Ernest Lutz: "There is neither evidence of a lineage from reptiles to Archaeopteryx nor from it to any living birds. Further, and also most importantly, natural selection is inadequate as a possible mechanism to explain the descent of Archaeopteryx. In view of the evidence science has oversold the case of Archaeopteryx as a transitional form." "A Review of Claims About Archaeopteryx in the Light of the Evidence," Creation Research Soc. Quarterly, June 1995, p. 18.

Newsweek, Nov. 1980: "In the fossil record missing links are the rule; the story of life is as disjointed as a newsreel, in which species succeed one another as abruptly as Balkan prime ministers. The more scientists have searched for the transitional forms between species, the more they have been frustrated." "Is Man a Subtle Accident?" Newsweek, 3 November, 1980, p. 95.

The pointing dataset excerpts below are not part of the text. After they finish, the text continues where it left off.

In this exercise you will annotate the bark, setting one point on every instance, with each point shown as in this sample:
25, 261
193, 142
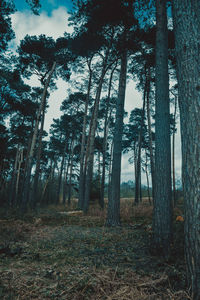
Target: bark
105, 140
110, 165
150, 140
83, 142
138, 161
61, 172
162, 217
39, 152
147, 177
173, 154
70, 173
26, 189
113, 213
91, 139
187, 36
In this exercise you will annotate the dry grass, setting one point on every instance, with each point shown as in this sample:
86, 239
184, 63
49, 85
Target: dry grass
70, 257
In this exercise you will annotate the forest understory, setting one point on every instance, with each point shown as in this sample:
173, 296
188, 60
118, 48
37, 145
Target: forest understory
53, 255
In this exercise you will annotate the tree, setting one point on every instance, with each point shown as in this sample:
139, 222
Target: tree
187, 36
6, 32
113, 213
162, 216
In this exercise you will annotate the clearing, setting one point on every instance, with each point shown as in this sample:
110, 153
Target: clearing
53, 255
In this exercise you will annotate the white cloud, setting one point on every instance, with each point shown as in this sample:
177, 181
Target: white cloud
55, 25
27, 23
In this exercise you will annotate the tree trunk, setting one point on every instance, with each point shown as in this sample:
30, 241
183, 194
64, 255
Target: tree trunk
61, 172
150, 140
147, 177
91, 139
138, 161
162, 217
70, 173
105, 138
26, 188
173, 154
39, 152
113, 213
83, 142
187, 36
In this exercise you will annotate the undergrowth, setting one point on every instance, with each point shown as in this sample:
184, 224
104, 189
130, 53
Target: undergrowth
52, 255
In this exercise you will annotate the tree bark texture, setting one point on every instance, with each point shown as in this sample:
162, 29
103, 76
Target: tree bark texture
83, 142
187, 42
113, 213
105, 138
150, 140
138, 159
90, 145
26, 191
162, 217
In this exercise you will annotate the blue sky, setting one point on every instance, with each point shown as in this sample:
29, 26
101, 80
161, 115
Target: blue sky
53, 21
46, 5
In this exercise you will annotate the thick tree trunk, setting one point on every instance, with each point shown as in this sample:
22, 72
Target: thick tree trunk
162, 217
61, 172
173, 154
147, 177
113, 213
26, 188
105, 138
91, 139
187, 40
150, 140
35, 195
138, 161
83, 142
70, 173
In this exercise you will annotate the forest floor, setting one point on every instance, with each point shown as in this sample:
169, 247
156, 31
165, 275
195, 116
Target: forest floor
52, 255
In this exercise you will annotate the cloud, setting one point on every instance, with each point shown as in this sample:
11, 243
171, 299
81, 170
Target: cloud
52, 25
55, 24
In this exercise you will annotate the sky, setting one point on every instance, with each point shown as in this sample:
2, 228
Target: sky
53, 21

Colin Patterson: "..."Yet Gould and the American Museum people are hard to contradict when they say there are no transitional fossils... You say I should at least 'show a photo of the fossil from which each type of organism was derived.' I will lay it on the line - there is not one such fossil for which one could make a watertight argument." In letter to Luther Sunderland, April 10, 1979. Cited in: Sunderland, Luther D., Darwin's Enigma: Fossils and Other Problems (El Cajon, CA: Master Books, 1988), p. 89.

Alfred S. Romer: "The origin of the rodents is obscure. When they first appear, in the genus Paramys, we are already dealing with a typical if rather primitive true rodent with the definitive ordinal characters well developed. Presumably of course they had arisen from some basal, insectivorous, placental stock, but no transitional forms are known." "Vertebrate Paleontology," 1966.